Digital plate waste estimations were analyzed for 509 NSLP and 524 LBFH meals from 2nd-5th grade students in four elementary schools during the 2011-2012 academic year. Nutrient Data Software for Research (NDSR) was used to determine food groups and nutrients for calculations. Independent t-tests compared NSLP and LBFH meal components. Two one-way ANOVA tests compared HEI-2010 dietary component scores by the following beverage selections: 1% plain milk, non-fat flavored milk, 100% fruit juice, sugar-sweetened beverage (SSB), or water/no beverage.
NSLP (90% non-fat flavored or 1% plain milk) and LBFH (75% water/none or SSB) varied widely in beverages selected. LBFH provided significantly (p < 0.05) more Whole Grains (NSLP 2.8/5pts vs LBFH 4.7pts) and Seafood & Plant Proteins (NSLP 0.5/5pts vs LBFH 1.7pts) than NSLP. NLSP provided more Dairy (NSLP 9.3/10pts vs LBFH 4.7pts). NSLP scored higher in Total Protein, and reduced Empty Calories. Both meal origins indicated a need for improvement in Greens/Bean Vegetables and Seafood/Plant Proteins. Selection of 1% plain milk resulted in significantly higher HEI-2010 scores (NSLP served 55.7/100pts, consumed 53.9pts and LBFH, served 62.1, consumed 60.2).

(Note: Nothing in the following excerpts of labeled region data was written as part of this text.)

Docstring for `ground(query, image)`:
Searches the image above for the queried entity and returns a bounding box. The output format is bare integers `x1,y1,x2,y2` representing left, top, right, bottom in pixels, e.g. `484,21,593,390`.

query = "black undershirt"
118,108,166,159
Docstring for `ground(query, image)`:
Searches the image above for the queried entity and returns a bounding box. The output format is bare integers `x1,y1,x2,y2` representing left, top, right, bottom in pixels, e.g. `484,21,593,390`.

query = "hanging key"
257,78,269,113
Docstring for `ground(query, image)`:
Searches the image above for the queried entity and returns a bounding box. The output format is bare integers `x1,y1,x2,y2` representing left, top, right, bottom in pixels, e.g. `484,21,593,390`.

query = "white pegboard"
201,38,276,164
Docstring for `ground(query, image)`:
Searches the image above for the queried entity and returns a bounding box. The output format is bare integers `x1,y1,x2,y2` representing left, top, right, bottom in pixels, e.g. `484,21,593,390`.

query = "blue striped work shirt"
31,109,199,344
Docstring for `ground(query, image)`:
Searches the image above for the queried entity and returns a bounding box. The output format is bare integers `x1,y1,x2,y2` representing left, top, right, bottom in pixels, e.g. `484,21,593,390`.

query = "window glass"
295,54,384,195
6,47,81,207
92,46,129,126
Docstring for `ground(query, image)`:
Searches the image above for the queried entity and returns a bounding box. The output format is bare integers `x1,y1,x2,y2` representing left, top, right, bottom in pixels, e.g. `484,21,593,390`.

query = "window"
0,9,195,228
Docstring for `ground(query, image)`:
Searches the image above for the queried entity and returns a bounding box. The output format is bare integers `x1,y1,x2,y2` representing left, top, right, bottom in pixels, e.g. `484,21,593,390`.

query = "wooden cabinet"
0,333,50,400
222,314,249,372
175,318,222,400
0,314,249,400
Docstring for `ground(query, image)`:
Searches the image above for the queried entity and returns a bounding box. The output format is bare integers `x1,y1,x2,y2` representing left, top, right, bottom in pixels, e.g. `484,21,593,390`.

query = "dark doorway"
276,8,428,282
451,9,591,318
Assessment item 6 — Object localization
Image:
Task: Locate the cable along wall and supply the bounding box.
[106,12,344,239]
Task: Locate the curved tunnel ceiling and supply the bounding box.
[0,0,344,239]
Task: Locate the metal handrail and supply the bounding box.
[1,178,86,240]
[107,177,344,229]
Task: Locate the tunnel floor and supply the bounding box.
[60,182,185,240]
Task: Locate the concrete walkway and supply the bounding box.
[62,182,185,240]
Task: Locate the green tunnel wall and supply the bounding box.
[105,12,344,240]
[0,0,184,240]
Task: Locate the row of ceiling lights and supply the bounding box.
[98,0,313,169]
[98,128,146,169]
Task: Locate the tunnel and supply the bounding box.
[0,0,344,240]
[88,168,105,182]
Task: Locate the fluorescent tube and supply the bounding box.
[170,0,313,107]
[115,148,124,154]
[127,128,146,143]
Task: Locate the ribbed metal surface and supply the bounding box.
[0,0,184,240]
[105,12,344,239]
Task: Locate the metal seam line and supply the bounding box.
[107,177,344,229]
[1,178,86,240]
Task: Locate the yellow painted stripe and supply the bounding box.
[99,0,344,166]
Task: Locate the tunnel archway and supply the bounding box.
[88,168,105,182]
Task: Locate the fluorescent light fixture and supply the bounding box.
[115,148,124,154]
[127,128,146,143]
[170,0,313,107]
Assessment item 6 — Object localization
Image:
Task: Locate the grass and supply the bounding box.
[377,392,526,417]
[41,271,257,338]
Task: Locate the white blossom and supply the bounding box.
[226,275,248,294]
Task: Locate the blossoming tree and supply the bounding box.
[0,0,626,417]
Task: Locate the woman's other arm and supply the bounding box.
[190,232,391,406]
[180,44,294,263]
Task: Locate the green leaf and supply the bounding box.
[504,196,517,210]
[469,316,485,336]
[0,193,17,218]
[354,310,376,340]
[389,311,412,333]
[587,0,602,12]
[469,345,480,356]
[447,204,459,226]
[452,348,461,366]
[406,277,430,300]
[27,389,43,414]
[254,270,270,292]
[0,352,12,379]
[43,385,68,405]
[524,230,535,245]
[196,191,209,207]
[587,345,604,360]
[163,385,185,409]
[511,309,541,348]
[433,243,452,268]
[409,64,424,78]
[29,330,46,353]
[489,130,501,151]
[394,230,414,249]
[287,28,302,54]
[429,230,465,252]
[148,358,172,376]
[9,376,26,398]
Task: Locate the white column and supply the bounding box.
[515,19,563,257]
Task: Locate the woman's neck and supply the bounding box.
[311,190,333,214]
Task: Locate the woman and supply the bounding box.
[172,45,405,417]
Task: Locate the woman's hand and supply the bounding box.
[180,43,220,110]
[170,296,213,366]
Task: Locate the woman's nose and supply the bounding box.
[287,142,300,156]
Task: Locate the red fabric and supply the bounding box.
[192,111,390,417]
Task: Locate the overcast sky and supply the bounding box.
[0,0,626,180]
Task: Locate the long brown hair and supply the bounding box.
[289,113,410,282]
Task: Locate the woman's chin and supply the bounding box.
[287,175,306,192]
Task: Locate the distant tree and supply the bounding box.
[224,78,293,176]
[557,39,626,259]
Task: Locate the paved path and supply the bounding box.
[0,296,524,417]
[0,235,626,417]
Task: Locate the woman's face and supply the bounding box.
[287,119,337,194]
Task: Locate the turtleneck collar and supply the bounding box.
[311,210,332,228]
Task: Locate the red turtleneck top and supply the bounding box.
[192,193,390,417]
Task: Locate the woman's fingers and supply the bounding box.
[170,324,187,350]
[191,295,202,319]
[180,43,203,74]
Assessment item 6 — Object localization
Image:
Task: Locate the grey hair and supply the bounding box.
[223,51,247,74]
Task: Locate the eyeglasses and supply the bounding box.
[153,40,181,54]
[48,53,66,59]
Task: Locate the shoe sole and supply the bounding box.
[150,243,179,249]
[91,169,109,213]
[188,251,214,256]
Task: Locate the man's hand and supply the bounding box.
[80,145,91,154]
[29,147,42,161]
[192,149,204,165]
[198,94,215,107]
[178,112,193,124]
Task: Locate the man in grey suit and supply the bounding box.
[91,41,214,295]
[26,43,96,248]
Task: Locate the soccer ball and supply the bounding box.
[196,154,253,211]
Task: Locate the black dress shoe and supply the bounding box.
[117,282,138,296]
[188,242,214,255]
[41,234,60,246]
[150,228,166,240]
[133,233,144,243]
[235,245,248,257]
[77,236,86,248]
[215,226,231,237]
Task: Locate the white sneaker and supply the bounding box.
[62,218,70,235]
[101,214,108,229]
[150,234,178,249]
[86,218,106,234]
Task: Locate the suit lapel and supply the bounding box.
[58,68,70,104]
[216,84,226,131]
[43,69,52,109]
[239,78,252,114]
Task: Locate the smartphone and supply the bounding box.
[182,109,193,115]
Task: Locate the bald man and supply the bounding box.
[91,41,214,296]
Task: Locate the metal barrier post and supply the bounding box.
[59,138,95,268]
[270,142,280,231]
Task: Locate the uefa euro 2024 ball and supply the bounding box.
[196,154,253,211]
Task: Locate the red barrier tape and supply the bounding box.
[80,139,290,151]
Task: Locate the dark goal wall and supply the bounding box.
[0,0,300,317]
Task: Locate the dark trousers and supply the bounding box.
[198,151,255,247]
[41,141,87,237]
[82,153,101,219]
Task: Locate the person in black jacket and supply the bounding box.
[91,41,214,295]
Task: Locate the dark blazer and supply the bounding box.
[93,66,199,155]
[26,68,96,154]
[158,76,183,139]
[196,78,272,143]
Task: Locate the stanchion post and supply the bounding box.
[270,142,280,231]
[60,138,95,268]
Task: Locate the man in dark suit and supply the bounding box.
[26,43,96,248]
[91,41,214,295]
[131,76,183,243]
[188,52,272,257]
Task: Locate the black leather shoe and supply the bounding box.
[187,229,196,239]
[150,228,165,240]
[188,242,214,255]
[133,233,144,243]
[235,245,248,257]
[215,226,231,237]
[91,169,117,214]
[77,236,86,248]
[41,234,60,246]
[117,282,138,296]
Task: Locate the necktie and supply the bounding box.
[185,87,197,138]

Applications for Child Nutrition Professionals
Child nutrition professionals consistently provide nutritious beverages like 1% plain milk, non-fat flavored milk, and 100% juice in NSLP meals. A “milk only” line for children with LBFH may encourage milk consumption and improve HEI scores of LBFH. LBFH would benefit from elimination of sugar sweetened beverages (SSB). Increased nutrition education to teachers, staff, parents, and children on the effects of various beverages on dietary quality would be appropriate to further improve beverage selection and meal quality.
Bergman, E. A., Englund, T., Ogan, D., Watkins, T., Barbee, M., & Rushing, K. (2016). Beverage Selections and Impact on Healthy Eating Index Scores in Elementary Children’s Lunches From School and From Home. The Journal of Child Nutrition & Management, 40(1).